Çağdaş Sözlük

badi ~ بادیٖ

Kamus-ı Osmani - badi ~ بادیٖ maddesi. Sayfa: 60 - Sira: 3

badi - بادیٖ

[ء] هر شیئك ابلی ابتداسی ،باشلانغجی : [بادیٔ امرده بویله برنتيجهٔ وخيمه كشف وتخمين اولونه‌مديغندن ، بادیٔ نظرده یوزنده چيچك بوزوقلغنی بولونديغنی كوردم] سبب ، باعث ، موجب : [بو سوزݣز قيرغينلغه بادی اولدی ] مفعول به صيغه‌سيله قوللانمه‌مليدر. مطلقا مفعول الیه صيغه‌سيله [قيرغينلغنه] ديمه‌ليدر:

"اولدی سيف صدر عالی بادیٔ فتح مبين" (سروری) "اول‌می‌كه اولورصيقل دل اهل كماله" "نابخته‌ عقلنه زیاندر" (لا) "نه سعد مشتری بادی ونه نحس زحل مانع" "حكم قادرك صنعنده حائر عقل یونانی" (نوعی)

Kamus-u Osmani badi maddesi. osmanlıcada badi ne demek, badi anlamı manası, badi osmanlıca nasıl yazılır. Osmanlıca sözlükte badi hakkında bilgi. Arapça badi ne demek. Arapça osmanlıca sözlük. Farsçada badi anlamı

Kamus-i Osmani - بادیٖ badi ne demek. osmanlıca yazılışı anlamı manası..

badi ~ بادیٖ güncel sözlüklerde anlamı:

BaDi ::: Rüzgâra ait. * Muvakkat. Geçici.

BADi ::: f. Geçici. * Havaya veya rüzgâra âit.

BADi ::: Sebeb. İllet. Mûcib. Vesile. * Zâhir ve âşikâr olan. * Halkeden. Hâlık. Yaratan.
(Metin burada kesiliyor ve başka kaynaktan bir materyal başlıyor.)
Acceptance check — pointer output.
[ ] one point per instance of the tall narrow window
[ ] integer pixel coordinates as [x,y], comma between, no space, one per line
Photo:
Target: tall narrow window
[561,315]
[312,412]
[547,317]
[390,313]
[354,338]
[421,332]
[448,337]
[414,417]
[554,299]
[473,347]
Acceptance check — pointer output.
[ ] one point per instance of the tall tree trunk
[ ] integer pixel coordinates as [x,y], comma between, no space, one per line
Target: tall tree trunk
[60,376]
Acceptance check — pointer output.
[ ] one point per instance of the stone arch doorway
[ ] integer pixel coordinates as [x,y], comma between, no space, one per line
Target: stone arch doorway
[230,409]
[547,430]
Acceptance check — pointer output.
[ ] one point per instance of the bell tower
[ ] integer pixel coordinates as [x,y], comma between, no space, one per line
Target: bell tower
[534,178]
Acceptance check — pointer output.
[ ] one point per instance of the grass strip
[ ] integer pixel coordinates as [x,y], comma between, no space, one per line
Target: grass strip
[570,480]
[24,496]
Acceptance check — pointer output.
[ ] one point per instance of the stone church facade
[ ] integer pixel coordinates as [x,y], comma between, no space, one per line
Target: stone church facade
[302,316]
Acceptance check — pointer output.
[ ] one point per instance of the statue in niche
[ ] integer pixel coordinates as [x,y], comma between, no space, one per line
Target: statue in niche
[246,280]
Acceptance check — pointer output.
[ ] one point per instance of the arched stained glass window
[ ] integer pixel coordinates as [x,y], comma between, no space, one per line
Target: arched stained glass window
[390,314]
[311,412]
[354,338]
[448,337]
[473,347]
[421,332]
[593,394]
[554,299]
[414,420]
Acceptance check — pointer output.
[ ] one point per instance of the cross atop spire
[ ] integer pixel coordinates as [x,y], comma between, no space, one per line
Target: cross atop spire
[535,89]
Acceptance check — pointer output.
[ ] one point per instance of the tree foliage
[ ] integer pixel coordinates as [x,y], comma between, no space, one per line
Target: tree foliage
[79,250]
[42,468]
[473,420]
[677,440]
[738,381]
bâdî ::: (a. s. ve i. bed'den) : 1) sebep, mucip. 2) sebebolan. 3) ilk, başlangıç. bâdî-i emirde : işin başlangıcında.

badi ::: (f. s.) : 1) rüzgâra veya havaya ait. 2) geçici.

bâdî ::: sebep, geçici.

Badi :::


  1. Ördek.

bâdî ::: sebep , sebep olan , yol açan , geçici

badi ::: geçici , havaya veya rüzgara ait , sebeb , illet , mucib , vesile , zahir ve aşikar olan , halkeden , halık , yaratan

bâdî ::: ‬sebep olan

bâdî ::: yol açan

bâdî ::: (a. s. ve i. bed'den) 1) sebep, mucip. 2) sebebolan. 3) ilk, başlangıç. bâdî-i emirde : işin başlangıcında.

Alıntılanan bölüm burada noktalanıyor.